Polícia israelense reprime protesto contra violações nas cadeias da ocupação, em Hebron, Cisjordânia ocupada, 8 de setembro de 2021 [Mamoun Wazwaz/Agência Anadolu]

Mais de cem palestinos foram feridos nesta quarta-feira (8) pela forte repressão israelense contra protestos em solidariedade aos prisioneiros mantidos nas cadeias da ocupação, reportou o Crescente Vermelho da Palestina (CVP).

Após relatos de que autoridades da ocupação intensificaram medidas contra os detidos, centenas de palestinos tomaram as ruas em Jerusalém, Cisjordânia e Gaza.

Os manifestantes caminharam até checkpoints israelenses nos acessos a cidades e aldeias palestinas na Cisjordânia ocupada.

Em Nablus, os palestinos conduziram um ato perto do checkpoint de Huwwara — forças israelenses dispararam munição real, balas de borracha e gás lacrimogêneo para dispersá-los. Mais de cem palestinos sofreram asfixia e ferimentos físicos.

LEIA: Tensão aumenta nas prisões israelenses após medidas punitivas contra os detentos palestinos

Em Jenin, no acesso ao bairro palestino de Arraba, soldados da ocupação responderam aos protestos civis com disparos, mas nenhuma baixa foi registrada até então, salvo traumas causados pela inalação de gás lacrimogêneo.

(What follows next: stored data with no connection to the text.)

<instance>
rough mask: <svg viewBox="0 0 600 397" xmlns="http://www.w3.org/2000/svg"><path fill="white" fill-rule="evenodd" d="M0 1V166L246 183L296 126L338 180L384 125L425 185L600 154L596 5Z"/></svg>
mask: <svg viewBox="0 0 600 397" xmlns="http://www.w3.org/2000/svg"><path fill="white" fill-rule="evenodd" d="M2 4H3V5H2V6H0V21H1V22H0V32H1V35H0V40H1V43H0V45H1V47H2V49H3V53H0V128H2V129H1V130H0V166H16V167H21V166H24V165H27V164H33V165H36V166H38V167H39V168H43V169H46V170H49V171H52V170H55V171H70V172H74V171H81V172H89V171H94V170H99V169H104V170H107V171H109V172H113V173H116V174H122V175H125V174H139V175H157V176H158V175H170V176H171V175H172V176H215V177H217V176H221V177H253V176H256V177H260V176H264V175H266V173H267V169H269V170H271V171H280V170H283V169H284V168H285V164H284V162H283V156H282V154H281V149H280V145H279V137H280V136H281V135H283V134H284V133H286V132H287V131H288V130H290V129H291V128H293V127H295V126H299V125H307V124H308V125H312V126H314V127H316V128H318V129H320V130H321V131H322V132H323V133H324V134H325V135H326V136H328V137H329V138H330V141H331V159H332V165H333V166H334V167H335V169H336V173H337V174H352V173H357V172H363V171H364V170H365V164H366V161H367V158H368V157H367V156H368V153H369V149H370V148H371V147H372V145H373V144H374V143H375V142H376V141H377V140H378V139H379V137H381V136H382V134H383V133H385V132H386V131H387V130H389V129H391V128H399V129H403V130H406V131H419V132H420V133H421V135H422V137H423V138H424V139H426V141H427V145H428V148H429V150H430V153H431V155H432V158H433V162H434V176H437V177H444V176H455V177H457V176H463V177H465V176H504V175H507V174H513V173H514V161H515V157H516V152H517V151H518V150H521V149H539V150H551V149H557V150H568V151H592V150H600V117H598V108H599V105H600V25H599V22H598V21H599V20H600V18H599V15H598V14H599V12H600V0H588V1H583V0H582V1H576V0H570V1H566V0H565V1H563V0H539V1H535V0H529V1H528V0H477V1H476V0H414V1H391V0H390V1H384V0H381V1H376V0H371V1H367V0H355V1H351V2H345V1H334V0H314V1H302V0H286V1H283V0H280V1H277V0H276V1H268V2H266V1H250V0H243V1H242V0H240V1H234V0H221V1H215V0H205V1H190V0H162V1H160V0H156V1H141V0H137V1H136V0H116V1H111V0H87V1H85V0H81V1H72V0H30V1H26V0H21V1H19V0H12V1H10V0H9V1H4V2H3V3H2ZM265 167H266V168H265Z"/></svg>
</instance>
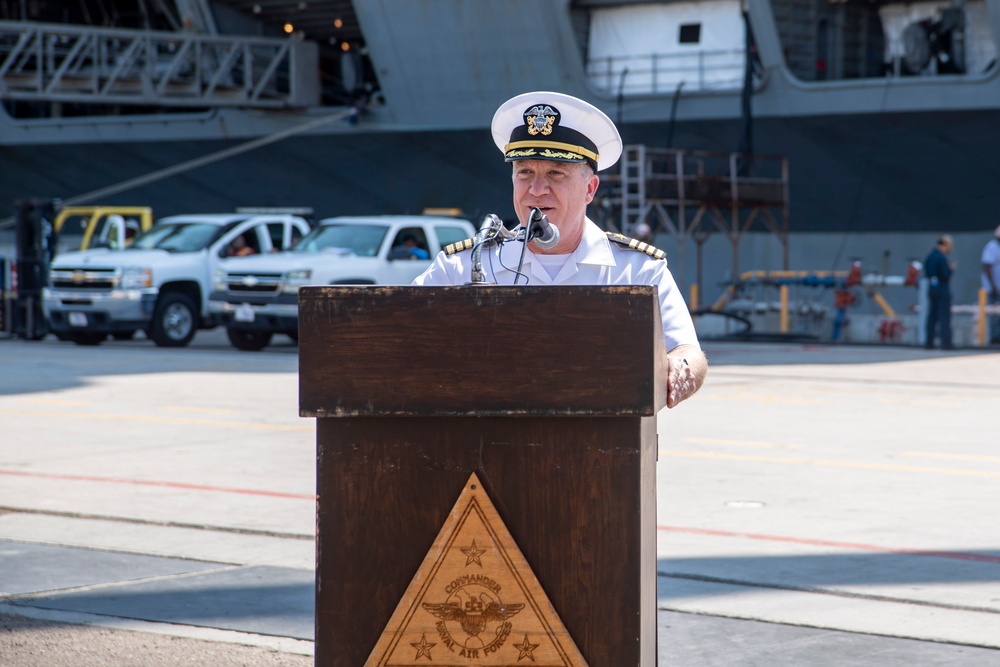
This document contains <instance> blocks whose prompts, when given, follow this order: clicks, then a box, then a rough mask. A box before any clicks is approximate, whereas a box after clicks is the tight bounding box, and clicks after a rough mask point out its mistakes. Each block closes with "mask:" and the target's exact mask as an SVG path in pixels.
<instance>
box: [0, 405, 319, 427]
mask: <svg viewBox="0 0 1000 667" xmlns="http://www.w3.org/2000/svg"><path fill="white" fill-rule="evenodd" d="M0 414H4V415H20V416H31V417H65V418H69V419H75V420H94V421H118V422H126V421H130V422H143V423H153V424H190V425H192V426H217V427H220V428H244V429H251V430H258V431H313V430H314V429H315V428H316V427H315V425H314V424H313V423H312V422H309V423H307V424H303V425H302V426H299V425H293V424H264V423H260V422H241V421H216V420H212V419H194V418H191V417H155V416H150V415H125V414H101V413H97V412H57V411H54V410H10V409H5V408H0Z"/></svg>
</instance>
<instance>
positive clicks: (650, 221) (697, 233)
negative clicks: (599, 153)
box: [595, 144, 789, 283]
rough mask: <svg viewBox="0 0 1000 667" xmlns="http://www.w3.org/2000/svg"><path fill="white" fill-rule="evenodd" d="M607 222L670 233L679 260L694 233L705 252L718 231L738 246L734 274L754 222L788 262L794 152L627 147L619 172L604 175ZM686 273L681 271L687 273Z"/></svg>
mask: <svg viewBox="0 0 1000 667" xmlns="http://www.w3.org/2000/svg"><path fill="white" fill-rule="evenodd" d="M595 199H596V200H597V201H601V202H603V208H604V213H605V217H604V224H605V226H607V227H617V228H618V229H619V230H620V231H621V232H622V233H623V234H626V235H629V236H634V235H636V234H637V233H638V230H639V229H640V225H642V224H643V223H645V224H646V225H648V226H649V228H650V229H651V230H653V231H656V230H663V231H666V232H668V233H670V234H671V235H672V236H673V237H674V238H675V239H676V240H677V242H678V244H679V246H680V252H681V258H680V262H681V266H682V269H683V264H684V247H685V242H686V240H687V239H688V238H690V239H692V240H693V241H694V242H695V244H696V246H697V251H698V282H699V283H700V282H701V265H702V261H701V260H702V258H701V252H702V248H703V246H704V244H705V242H706V241H707V240H708V239H709V237H710V236H711V235H712V234H713V233H716V232H718V233H721V234H723V235H724V236H725V237H726V238H727V239H728V240H729V241H730V243H731V244H732V248H733V276H738V275H740V269H739V245H740V241H741V240H742V238H743V236H744V234H745V233H746V232H747V231H749V230H750V229H751V228H753V227H754V226H757V227H763V228H764V229H765V230H767V231H769V232H771V233H772V234H774V235H775V236H776V237H777V238H778V240H779V241H780V243H781V245H782V248H783V264H784V268H785V269H787V268H788V219H789V207H788V158H786V157H783V156H768V155H750V154H744V153H724V152H713V151H696V150H685V149H674V148H657V147H651V146H647V145H644V144H630V145H626V146H624V148H623V150H622V157H621V160H620V162H619V170H618V173H617V174H608V175H602V177H601V192H599V193H598V195H597V197H596V198H595ZM682 273H683V271H682Z"/></svg>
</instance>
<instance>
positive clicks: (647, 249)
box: [604, 232, 667, 259]
mask: <svg viewBox="0 0 1000 667" xmlns="http://www.w3.org/2000/svg"><path fill="white" fill-rule="evenodd" d="M604 233H605V234H607V235H608V239H609V240H610V241H611V242H613V243H617V244H618V245H620V246H624V247H626V248H630V249H632V250H638V251H639V252H644V253H646V254H647V255H649V256H650V257H652V258H653V259H666V258H667V253H665V252H663V251H662V250H660V249H659V248H657V247H655V246H651V245H649V244H648V243H646V242H645V241H640V240H639V239H633V238H629V237H627V236H625V235H624V234H618V233H617V232H604Z"/></svg>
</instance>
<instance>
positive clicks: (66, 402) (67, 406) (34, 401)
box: [18, 398, 91, 408]
mask: <svg viewBox="0 0 1000 667" xmlns="http://www.w3.org/2000/svg"><path fill="white" fill-rule="evenodd" d="M18 402H19V403H31V404H34V405H60V406H63V407H67V408H84V407H87V406H88V405H91V403H90V402H89V401H67V400H66V399H64V398H21V399H18Z"/></svg>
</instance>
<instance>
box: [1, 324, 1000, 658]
mask: <svg viewBox="0 0 1000 667" xmlns="http://www.w3.org/2000/svg"><path fill="white" fill-rule="evenodd" d="M705 348H706V350H707V352H708V354H709V358H710V361H711V370H710V373H709V379H708V381H707V382H706V385H705V387H704V388H703V389H702V391H701V392H700V393H699V394H698V395H697V396H696V397H695V398H693V399H692V400H690V401H688V402H686V403H684V404H682V405H681V406H679V407H678V408H676V409H674V410H664V411H663V412H661V413H660V415H659V417H658V420H659V462H658V481H657V484H658V504H659V507H658V517H657V538H658V577H657V599H658V607H659V610H660V611H659V614H658V632H659V637H658V639H659V642H658V645H659V648H658V651H659V665H662V666H667V665H670V666H678V667H715V666H720V667H721V666H723V665H727V666H728V665H740V666H742V665H748V666H758V665H759V666H761V667H765V666H766V667H793V666H794V667H802V666H809V667H813V666H823V665H831V666H832V665H838V666H844V665H859V666H860V665H864V666H868V665H888V666H895V665H899V666H903V665H905V666H906V667H912V666H914V665H919V666H921V667H926V666H931V667H933V666H939V665H949V666H951V665H954V666H959V665H961V666H963V667H966V666H970V665H971V666H975V667H978V666H983V667H986V666H988V665H1000V509H998V507H1000V490H998V489H1000V427H998V424H1000V422H998V418H1000V354H997V352H996V351H992V352H991V351H988V350H979V349H975V350H973V349H969V350H958V351H954V352H942V351H925V350H923V349H917V348H906V347H879V346H815V345H800V344H786V343H767V344H765V343H749V344H748V343H729V342H712V341H709V342H706V343H705ZM297 367H298V357H297V350H296V348H295V346H294V345H293V344H292V343H291V342H290V341H285V340H281V341H277V344H276V345H274V346H272V347H269V348H267V350H266V351H264V352H261V353H245V352H238V351H236V350H234V349H233V348H231V347H230V346H229V344H228V342H227V341H226V339H225V334H224V333H223V332H220V331H210V332H201V333H199V334H198V336H197V337H196V338H195V341H194V343H193V345H192V346H191V347H190V348H186V349H181V350H165V349H160V348H156V347H154V346H153V345H152V344H151V343H150V342H149V341H146V340H144V339H142V338H141V337H140V338H139V339H137V340H134V341H109V342H107V343H105V344H103V345H101V346H99V347H94V348H88V347H78V346H75V345H72V344H70V343H64V342H60V341H58V340H56V339H54V338H52V337H49V338H46V339H45V340H42V341H37V342H29V341H21V340H0V666H3V667H28V666H36V665H37V666H39V667H41V666H45V667H61V666H64V665H65V666H67V667H68V666H70V665H72V666H73V667H80V666H84V667H86V666H88V665H95V666H96V665H100V666H102V667H107V666H112V667H117V666H133V665H134V666H147V665H247V666H263V665H290V666H299V665H310V664H312V653H313V574H314V549H315V545H314V515H315V496H314V494H315V435H314V429H315V422H314V420H312V419H302V418H300V417H298V393H297V392H298V385H297V382H298V377H297ZM484 381H486V380H485V378H484ZM595 529H598V530H599V527H595ZM593 667H598V666H593Z"/></svg>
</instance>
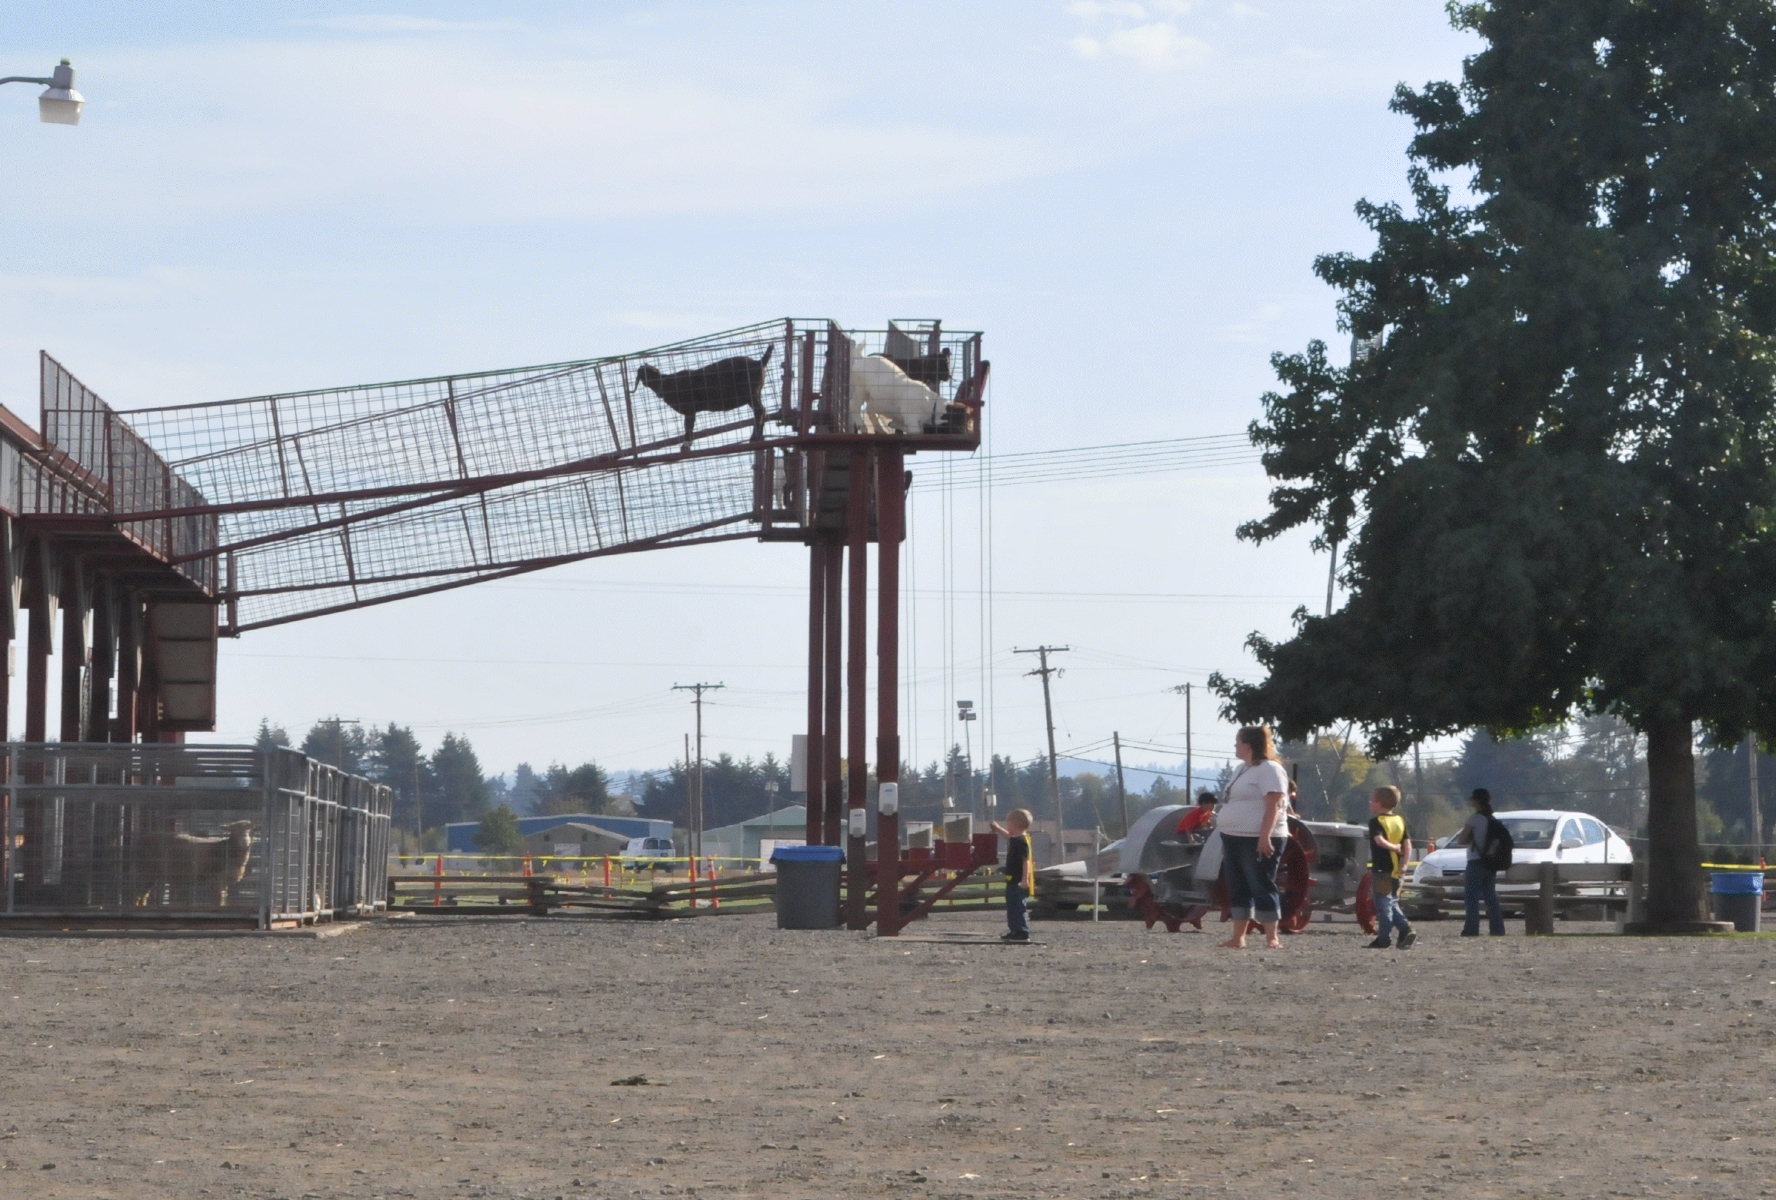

Há ainda relatos semelhantes na aldeia de al-Bireh, nas cidades de Calquília e Belém, no bairro de Beit Amer e no campo de refugiados de al-Aroub — ambos em Hebron (Al-Khalil) —, também na Cisjordânia ocupada.

Em Jerusalém, a polícia israelense abriu fogo contra palestinos perto do Portão do Leão, acesso ao complexo de Al-Aqsa. Duas pessoas foram feridas por balas de borracha e um terceiro manifestante foi atingido por uma granada de efeito moral.